It was difficult not to notice the story that made national news recently. I literally saw it everywhere. Daily Mail, Sky News, BBC, all reporting with alarming headlines such as: ‘One in five mammals facing extinction’ or ‘Many of Britain’s favourite animals could be wiped out in a decade’.
Each article referred to a survey conducted by The Mammal Society and Natural England researchers, who examined more than 1.5 million individual biological records of 58 species of terrestrial mammals. From this information, they concluded that one in five UK mammals are at risk of extinction, and compiled a “red list” of 12 species we should be worried about. Not only is this “red list” the first of its kind for wild mammals in Britain, but the first major review of these species in over 20 years!
– NATIONS FAVOURITE –
Since the previous estimate carried out in 1995, hedgehog and water vole numbers have declined by a massive 66%! Hedgehogs are one of my favourite species of British wildlife and I have seen with my own eyes the dramatic decline in numbers where I live. The decrease is caused by a combination of factors: road deaths, loss of habitat, the use of pesticides and animal attacks. Climate change has been blamed for disrupting natural hibernation times too.
– THE RED LIST –
The “red list” is split into three categories and every species on the list is currently classified as “threatened”, meaning each and every one faces the possibility of extinction in the next decade.
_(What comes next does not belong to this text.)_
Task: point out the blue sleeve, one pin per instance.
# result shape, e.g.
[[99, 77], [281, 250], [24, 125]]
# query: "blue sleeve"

The highest of the categories “critically endangered” includes 3 species: The Scottish wildcat, the greater mouse-eared bat, and the black rat. Only 200 wildcats are believed to exist in the wild, and there is a possibility that the black rat may already be extinct, as few volunteers track them. A single, male greater mouse-eared bat remains in West Sussex; but sadly no females have been found since 2001.
Red squirrels, beavers, water voles and grey long-eared bats are second in the list, being classified as “endangered”.
Lastly, there is the “vulnerable category” where: Hedgehogs, hazel dormice, Orkney voles, serotine bats and barbastelle bats are placed.
– SOME GOOD NEWS –
The report does also highlight that some British mammal populations have increased! Five species in number and eighteen in geographical range, including otters, beavers, polecats, badgers, and wild boar. However, they do note that many of these species are non-native such as muntjac deer and grey squirrels.